Thread: Mis-interpreted extended character

Mis-interpreted extended character

From

Andrew Biagioni

Date:

13 December 2003, 11:19:05

Our database ( (PostgreSQL) 7.3.5 ) uses Unicode encoding:

    egreek=# \l
             List of databases
        Name     | Owner   | Encoding
    -------------+----------+----------
     egreek      | andrew   | UNICODE

For some reason, If I try to use an extended character (ASCII code > 127) in a string, I get this peculiar result:

    egreek=# SELECT LOWER ( 'Niño' );
    egreek'#

(note: it fails to see the closing single-quote character; I hit CTRL-C to quit the operation)

and:

    egreek=# SELECT LOWER ( 'Niño ' );
    ERROR: Unicode >= 0x10000 is not supported

(note: I added a space before the closing quote).

It looks to me like the 'ñ' character (spanish n with tilde - ASCII 164, as far as I can tell) is messing with the parser somehow.

Furthermore -- this is data coming from a form in a web site used globally, so I have little control over what is passed to me (me = PostgreSQL DB). I can't (without lotsa hassles) "demand" that higher-ASCII characters be encoded on the way in, and decoded on the way out.

Any suggestions/info/hints?

Thanks,

                 Andrew

Re: Mis-interpreted extended character

From

Chris

Date:

13 December 2003, 11:39:35

> Our database ( (PostgreSQL) 7.3.5 ) uses Unicode encoding:
> [...]

> For some reason, If I try to use an extended character (ASCII code >
> 127) in a string, I get this peculiar result:

> [...]

Probably your terminal is set to ISO-8859-1 ("latin 1") or something
like that, while your database is set to unicode as you showed.
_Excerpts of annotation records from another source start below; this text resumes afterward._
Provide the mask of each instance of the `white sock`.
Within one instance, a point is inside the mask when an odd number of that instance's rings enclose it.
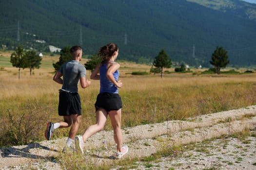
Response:
[[[54,123],[54,129],[56,129],[57,128],[59,128],[59,126],[60,125],[59,124],[59,123]]]
[[[74,139],[71,139],[71,138],[68,137],[68,140],[67,140],[67,145],[69,147],[70,147],[71,144],[74,142]]]

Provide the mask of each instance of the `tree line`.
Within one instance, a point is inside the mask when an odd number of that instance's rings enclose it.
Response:
[[[67,62],[72,58],[69,52],[70,47],[65,47],[61,49],[60,52],[59,60],[56,63],[53,64],[55,71],[59,70],[61,66],[64,63]],[[213,66],[214,71],[219,74],[220,73],[220,69],[224,68],[229,63],[228,51],[223,47],[217,47],[212,54],[211,60],[210,63]],[[34,50],[25,51],[21,46],[18,46],[15,52],[11,55],[11,63],[13,67],[19,68],[19,78],[20,78],[20,68],[29,68],[30,75],[32,70],[35,68],[39,68],[41,64],[42,57],[37,54],[36,51]],[[84,64],[86,69],[93,70],[101,61],[101,58],[97,55],[91,56],[91,59]],[[172,60],[167,55],[165,51],[162,49],[158,55],[155,57],[153,62],[154,68],[150,70],[150,72],[154,73],[161,73],[161,77],[163,77],[163,68],[170,68],[172,66]],[[176,72],[184,72],[185,71],[184,63],[180,65],[180,68],[175,68]]]

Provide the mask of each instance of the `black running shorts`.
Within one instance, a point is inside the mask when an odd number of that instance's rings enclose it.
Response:
[[[60,91],[59,95],[59,115],[81,115],[81,101],[78,93]]]
[[[108,112],[118,110],[122,107],[122,101],[118,93],[99,93],[94,105],[96,111],[98,109],[104,109]]]

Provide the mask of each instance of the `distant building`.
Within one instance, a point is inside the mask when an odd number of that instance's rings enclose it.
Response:
[[[54,47],[54,46],[49,46],[49,49],[50,49],[50,51],[51,52],[60,52],[60,51],[61,50],[61,49],[59,49],[59,48],[57,48],[56,47]]]

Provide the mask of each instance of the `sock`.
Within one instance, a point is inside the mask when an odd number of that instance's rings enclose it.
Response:
[[[72,139],[71,138],[68,138],[68,140],[67,140],[67,145],[70,147],[70,145],[71,145],[71,144],[74,142],[74,139]]]
[[[60,124],[59,123],[54,123],[54,129],[56,129],[57,128],[59,128],[59,127]]]

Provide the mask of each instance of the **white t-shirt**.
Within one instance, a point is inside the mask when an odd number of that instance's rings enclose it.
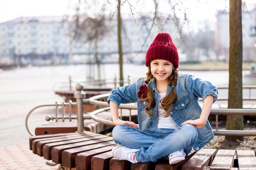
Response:
[[[164,113],[165,111],[164,110],[160,108],[161,103],[160,100],[162,99],[166,95],[166,93],[159,93],[159,100],[157,101],[157,118],[158,118],[158,125],[157,128],[166,128],[169,129],[176,129],[178,127],[178,125],[174,121],[173,118],[170,115],[166,117],[164,117]]]

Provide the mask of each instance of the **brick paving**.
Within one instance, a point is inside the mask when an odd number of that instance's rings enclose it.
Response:
[[[53,170],[59,166],[47,165],[47,160],[29,150],[28,142],[0,147],[0,153],[1,170]]]

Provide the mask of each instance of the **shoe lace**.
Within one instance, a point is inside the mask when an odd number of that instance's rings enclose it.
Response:
[[[126,159],[129,161],[134,161],[134,160],[132,159],[132,155],[134,153],[139,150],[135,150],[134,149],[129,149],[128,150],[129,150],[127,152],[126,155],[125,155]]]

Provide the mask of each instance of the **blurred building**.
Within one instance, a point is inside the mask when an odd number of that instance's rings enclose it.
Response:
[[[132,19],[122,21],[125,61],[142,51],[132,61],[144,62],[147,48],[157,33],[161,31],[155,26],[142,48],[150,26],[149,23],[145,24],[144,19],[141,17],[136,20],[136,23]],[[93,60],[93,42],[82,38],[73,40],[73,20],[72,17],[21,17],[0,24],[0,63],[40,65]],[[117,62],[117,21],[109,20],[107,22],[111,29],[98,41],[98,53],[102,62]],[[177,39],[177,31],[171,22],[167,22],[163,28],[163,30],[172,34],[173,38]]]
[[[251,36],[252,28],[256,26],[256,4],[249,9],[244,4],[242,9],[243,59],[244,62],[256,61],[256,43]],[[219,60],[229,61],[229,19],[228,11],[218,11],[217,15],[216,52]]]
Hence the mismatch. In unicode (for example UTF-8) non-US-ASCII
characters are encoded with two bytes (as opposed to one byte > 127
as happens with ISO-8859-1). Solution is to have everything agree on the
encoding. Terminal + DB or Web Browser + DB.

Btw. you _do_ actually have an influence on what encoding a web browser
uses by setting the "encoding" HTTP header.

According to my experience, if you have to deal with only western
european encodings, you're better off (still) with ISO-8859-1 (or
ISO-8859-15 to have the EUR symbol too).


Short answer: not PostgreSQL's fault.


Bye, Chris.

Re: Mis-interpreted extended character

From

Andrew Biagioni

Date:

15 December 2003, 21:26:15

Chris,

Thanks -- your answer is 90% of what I need! As for the other 10%:

Chris wrote:

Our database ( (PostgreSQL) 7.3.5 ) uses Unicode encoding: 
[...]

For some reason, If I try to use an extended character (ASCII code >
127) in a string, I get this peculiar result:

[...]

Probably your terminal is set to ISO-8859-1 ("latin 1") or something
like that, while your database is set to unicode as you showed.

Hence the mismatch. In unicode (for example UTF-8) non-US-ASCII
characters are encoded with two bytes (as opposed to one byte > 127 
as happens with ISO-8859-1). Solution is to have everything agree on the
encoding. Terminal + DB or Web Browser + DB.

Btw. you _do_ actually have an influence on what encoding a web browser
uses by setting the "encoding" HTTP header.

According to my experience, if you have to deal with only western
european encodings, you're better off (still) with ISO-8859-1 (or
ISO-8859-15 to have the EUR symbol too).


Short answer: not PostgreSQL's fault.

Agreed -- and thanks for the above info.

It ALSO turns out that Java has its own issues with >127 characters, which I'm going to look into -- but it was nice to prove you right (and solve half my problem!) by setting the web page encoding...

Bye, Chris.



---------------------------(end of broadcast)---------------------------
TIP 9: the planner will ignore your desire to choose an index scan if your     joining column's datatypes do not match

Thanks again,

Andrew